(CNN) -- The Syrian Ministry of Defense's website was inaccessible early Monday morning after it was hacked and its content replaced by an anti-government message.
The work seems to be that of Anonymous, a collective of hackers that has carried out similar attacks on companies and government agencies elsewhere.
In the attack, the defense ministry's homepage content was replaced with still images from amateur anti-government videos. A Syrian flag spanning the page had, at its center, the 'Anonymous' logo -- a headless man in a suit.
The home page also included a statement praising peaceful demonstrators and denouncing President Bashar al-Assad:
"To the Syrian people: The world stands with you against the brutal regime of Bashar Al-Assad. Know that time and history are on your side - tyrants use violence because they have nothing else, and the more violent they are, the more fragile they become. We salute your determination to be non-violent in the face of the regime's brutality, and admire your willingness to pursue justice, not mere revenge. All tyrants will fall, and thanks to your bravery Bashar Al-Assad is next.
"To the Syrian military: You are responsible for protecting the Syrian people, and anyone who orders you to kill women, children, and the elderly deserves to be tried for treason. No outside enemy could do as much damage to Syria as Bashar Al-Assad has done. Defend your country - rise up against the regime! -- Anonymous."
The bottom of the website featured links to anti-government sites, such as the Facebook-based "The Syrian Revolution 2011."
Early Monday morning, the site was offline.
Protesters in Syria have been demanding reforms, including true democratic elections and an end to Assad's regime. Assad has been in power since 2000; his father, Hafez, ruled Syria for three decades. Demonstrators have been met by a government crackdown.

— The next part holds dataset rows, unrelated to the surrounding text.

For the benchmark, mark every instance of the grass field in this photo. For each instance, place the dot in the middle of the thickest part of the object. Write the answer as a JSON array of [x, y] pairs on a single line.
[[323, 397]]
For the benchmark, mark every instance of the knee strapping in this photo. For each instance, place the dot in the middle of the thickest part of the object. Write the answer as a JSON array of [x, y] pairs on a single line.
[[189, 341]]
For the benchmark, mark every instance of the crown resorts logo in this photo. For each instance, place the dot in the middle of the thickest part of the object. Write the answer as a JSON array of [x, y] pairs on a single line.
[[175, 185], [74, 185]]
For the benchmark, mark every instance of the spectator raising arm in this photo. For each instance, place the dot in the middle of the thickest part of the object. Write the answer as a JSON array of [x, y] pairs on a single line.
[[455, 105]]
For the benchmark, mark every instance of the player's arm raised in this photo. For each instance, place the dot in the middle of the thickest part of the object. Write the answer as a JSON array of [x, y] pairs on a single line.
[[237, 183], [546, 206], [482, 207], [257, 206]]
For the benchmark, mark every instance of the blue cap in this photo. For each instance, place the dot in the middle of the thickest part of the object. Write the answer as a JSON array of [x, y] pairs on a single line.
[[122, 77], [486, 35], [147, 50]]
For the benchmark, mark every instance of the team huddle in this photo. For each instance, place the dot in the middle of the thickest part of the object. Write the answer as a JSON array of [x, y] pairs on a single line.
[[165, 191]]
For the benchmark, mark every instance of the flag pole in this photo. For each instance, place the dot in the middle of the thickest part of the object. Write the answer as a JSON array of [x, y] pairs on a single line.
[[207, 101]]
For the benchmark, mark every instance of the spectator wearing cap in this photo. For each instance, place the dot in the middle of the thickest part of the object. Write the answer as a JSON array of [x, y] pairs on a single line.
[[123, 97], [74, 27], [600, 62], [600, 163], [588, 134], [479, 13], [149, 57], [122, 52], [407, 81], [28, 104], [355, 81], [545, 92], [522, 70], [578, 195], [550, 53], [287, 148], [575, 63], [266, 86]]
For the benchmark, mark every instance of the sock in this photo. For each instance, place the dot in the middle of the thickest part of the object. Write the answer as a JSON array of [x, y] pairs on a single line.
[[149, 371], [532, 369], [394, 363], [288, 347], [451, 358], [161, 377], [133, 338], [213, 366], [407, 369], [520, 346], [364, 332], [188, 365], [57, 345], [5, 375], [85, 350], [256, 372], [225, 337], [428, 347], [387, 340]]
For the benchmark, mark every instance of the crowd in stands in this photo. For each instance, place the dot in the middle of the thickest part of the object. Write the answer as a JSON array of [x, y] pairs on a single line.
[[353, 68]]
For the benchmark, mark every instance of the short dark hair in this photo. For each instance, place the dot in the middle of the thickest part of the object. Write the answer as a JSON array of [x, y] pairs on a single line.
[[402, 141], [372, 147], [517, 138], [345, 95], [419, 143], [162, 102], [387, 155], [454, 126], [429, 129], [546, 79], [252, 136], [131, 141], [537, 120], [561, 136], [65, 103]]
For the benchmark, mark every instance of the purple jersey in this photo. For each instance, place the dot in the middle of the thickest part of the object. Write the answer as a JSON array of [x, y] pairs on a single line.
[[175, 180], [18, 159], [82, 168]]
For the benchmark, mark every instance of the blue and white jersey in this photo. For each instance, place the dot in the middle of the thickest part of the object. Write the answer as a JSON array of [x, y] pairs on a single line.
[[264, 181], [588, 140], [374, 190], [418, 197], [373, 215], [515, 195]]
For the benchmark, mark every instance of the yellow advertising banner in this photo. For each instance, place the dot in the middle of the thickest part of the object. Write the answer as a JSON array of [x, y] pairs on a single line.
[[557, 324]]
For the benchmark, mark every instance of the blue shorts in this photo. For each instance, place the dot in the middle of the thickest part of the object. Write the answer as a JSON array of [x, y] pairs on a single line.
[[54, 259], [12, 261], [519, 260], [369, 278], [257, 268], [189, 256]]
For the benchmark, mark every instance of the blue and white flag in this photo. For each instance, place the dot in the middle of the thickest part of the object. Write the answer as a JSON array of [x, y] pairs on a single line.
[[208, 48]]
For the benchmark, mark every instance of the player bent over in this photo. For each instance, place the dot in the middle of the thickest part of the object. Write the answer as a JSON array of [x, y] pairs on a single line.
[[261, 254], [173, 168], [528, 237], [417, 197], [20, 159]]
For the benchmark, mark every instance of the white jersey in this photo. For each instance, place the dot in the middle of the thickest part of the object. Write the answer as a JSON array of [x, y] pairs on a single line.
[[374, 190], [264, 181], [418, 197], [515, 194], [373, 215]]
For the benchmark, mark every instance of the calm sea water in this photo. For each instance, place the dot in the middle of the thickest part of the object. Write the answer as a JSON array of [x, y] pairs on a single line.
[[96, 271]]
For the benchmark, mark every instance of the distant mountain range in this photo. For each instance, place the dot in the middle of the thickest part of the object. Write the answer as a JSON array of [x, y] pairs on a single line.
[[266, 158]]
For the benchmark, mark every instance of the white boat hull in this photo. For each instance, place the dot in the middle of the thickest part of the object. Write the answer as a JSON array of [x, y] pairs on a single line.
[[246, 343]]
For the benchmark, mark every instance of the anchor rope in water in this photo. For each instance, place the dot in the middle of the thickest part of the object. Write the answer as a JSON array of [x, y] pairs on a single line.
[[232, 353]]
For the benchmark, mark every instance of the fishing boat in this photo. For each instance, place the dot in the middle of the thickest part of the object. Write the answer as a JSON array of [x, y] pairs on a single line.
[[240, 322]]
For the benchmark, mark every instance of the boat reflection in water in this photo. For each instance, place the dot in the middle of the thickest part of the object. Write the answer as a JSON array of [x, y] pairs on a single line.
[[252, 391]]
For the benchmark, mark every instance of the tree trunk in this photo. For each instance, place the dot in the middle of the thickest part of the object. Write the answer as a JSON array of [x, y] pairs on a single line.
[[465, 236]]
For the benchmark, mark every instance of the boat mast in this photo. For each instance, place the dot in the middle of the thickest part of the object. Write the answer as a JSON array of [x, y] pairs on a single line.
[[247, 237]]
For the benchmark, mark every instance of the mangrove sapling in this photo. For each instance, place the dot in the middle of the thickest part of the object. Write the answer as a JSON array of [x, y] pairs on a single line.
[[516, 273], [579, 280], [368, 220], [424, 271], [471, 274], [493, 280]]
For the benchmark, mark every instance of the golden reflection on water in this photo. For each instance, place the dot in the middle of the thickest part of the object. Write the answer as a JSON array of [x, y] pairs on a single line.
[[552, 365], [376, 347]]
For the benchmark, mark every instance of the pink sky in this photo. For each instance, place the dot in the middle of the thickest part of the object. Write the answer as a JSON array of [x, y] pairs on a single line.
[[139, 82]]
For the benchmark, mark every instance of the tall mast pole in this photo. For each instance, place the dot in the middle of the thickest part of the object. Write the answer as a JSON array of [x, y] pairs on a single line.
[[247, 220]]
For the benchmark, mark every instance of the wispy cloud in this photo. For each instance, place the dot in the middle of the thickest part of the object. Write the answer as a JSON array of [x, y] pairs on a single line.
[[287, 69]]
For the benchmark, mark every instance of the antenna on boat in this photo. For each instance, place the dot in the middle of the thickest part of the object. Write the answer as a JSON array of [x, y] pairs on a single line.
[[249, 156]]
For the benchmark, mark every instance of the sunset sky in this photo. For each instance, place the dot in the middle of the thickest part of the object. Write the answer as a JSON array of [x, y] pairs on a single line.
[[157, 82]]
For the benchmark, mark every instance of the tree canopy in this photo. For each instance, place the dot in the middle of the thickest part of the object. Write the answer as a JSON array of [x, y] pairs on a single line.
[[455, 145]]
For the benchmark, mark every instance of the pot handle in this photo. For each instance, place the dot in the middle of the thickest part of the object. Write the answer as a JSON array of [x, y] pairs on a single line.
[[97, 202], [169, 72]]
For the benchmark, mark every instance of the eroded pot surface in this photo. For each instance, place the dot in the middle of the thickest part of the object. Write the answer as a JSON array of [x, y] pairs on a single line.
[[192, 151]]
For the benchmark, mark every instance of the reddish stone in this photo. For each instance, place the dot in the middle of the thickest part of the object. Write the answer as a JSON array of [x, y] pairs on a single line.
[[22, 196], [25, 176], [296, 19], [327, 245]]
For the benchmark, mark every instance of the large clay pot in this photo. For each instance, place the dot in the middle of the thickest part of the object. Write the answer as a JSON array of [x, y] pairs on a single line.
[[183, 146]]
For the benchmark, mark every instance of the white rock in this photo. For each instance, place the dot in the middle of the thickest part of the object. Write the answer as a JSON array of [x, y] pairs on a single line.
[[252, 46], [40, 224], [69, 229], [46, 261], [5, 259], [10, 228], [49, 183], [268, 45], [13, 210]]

The Syrian Observatory for Human Rights, a London-based activist group, said more than 2,000 people -- mostly demonstrators -- have died since the uprising began in mid-March.
Anonymous has taken credit for attacks on various entities, including sheriffs' websites in the United States. It also said it carried out denial-of-service attacks on various Egyptian ministries during that country's revolution.